30. The gauges on the Driller s remote BOP control panel are used to observe the status of the surface BOP control unit while drilling. The BOP has not been operated and the electrically driven pump is not running. The following has been observed: Accumulator Pressure: 2500 psi (decreasing) Manifold Pressure: 1500 psi (constant) Annular Pressure: 1500 psi (constant) What is the reason for these readings? A. Accumulator pre-charge pressure is too low. B. Accumulator pre-charge pressure is too high. C. Problem with the hydraulic pumps. D. leakage in the hydraulic circuit. 31. What is the main function of the choke in the overall BOP system? A. To direct hydrocarbons to the flare. B. To direct well bore fluids to the mud/gas separator. C. To shut the well in safely. D. To control back-pressure while circulating out a kick. 32. A mud gas separator should be used with a pressure sensor or gauge to monitor the pressure inside the vessel. Why is this? A. To avoid the loss of the liquid seal thus allowing gas to the shakers. B. To determine the amount of gas being vented. C. To know when the vent line is plugging. 33. Why can a Vacuum Degasser not be used in place of a Mud/Gas Separator during a well kill operation?
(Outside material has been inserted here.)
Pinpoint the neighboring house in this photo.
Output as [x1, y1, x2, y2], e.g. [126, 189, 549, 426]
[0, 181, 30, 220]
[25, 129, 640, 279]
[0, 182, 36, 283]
A. Because cuttings must be removed first. B. Because it is not suited in an explosive proof area. C. Because it has capacity limitation.
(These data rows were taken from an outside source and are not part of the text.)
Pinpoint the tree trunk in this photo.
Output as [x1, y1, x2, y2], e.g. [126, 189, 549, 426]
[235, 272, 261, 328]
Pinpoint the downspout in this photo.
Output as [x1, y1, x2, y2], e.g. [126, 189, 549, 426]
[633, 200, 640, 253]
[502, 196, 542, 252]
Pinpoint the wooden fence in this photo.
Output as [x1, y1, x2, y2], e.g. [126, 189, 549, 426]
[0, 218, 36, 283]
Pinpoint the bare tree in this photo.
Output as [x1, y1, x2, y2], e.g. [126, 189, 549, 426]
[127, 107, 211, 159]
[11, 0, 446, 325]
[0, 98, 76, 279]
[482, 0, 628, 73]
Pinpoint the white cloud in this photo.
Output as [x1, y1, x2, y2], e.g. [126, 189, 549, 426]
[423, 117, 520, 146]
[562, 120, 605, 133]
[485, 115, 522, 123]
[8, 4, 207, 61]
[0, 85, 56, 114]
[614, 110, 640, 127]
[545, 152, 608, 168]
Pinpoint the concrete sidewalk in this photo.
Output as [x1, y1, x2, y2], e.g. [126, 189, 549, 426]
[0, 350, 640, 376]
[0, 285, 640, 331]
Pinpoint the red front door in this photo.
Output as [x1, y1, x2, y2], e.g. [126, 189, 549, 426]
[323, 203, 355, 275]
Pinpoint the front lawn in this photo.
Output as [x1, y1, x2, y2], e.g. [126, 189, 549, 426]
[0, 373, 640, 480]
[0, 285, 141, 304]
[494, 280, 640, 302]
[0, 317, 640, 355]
34. Which one of the following ram lock systems locks at a single position regardless of wear on the front ram packer elastomers? A. Shaffer type Ultralock. B. Koomey type Autolock. C. Hydril type MPL. D. Shaffer type Poslock. E. Cameron type Wedgelock. 35. Several accumulator bottles can be installed on a subsea BOP stack. Before the BOP stack is run to bottom these bottles have to be pre-charged to the correct pressure by nitrogen gas. What is the correct pre-charge for these bottles? A. Equal to twice pre-charge pressure of the surface installed bottles. B. Equal to the pre-charge pressure of the surface installed bottles. C. Equal to the pre-charge pressure of the surface installed bottles minus the hydrostatic pressure between surface and sea bed. D. Equal to the pre-charge pressure of the surface installed bottles plus the hydrostatic pressure between surface and sea bed. 36. What will enable or affect the closing of the choke and kill line valves on a subsea stack? A. Spring force. B. Well bore pressure. C. Pneumatic motor. D. Sea water depth. E. Hydraulic motor. 37. On a subsea BOP installation, what is the advantage of using a kill line gauge to monitor changes in pressure during a well kill operation? A. Maintain a constant pressure on the kill line gauge while starting or stopping the pump compensates for the effect of choke line friction. B. The effect of choke line friction is reduced to a quarter when monitoring on the kill line gauge during the kill operation. C. The kill line gauge is always more accurate. D. The effect of choke line friction is reduced to half when monitoring on the kill line gauge during well kill operation.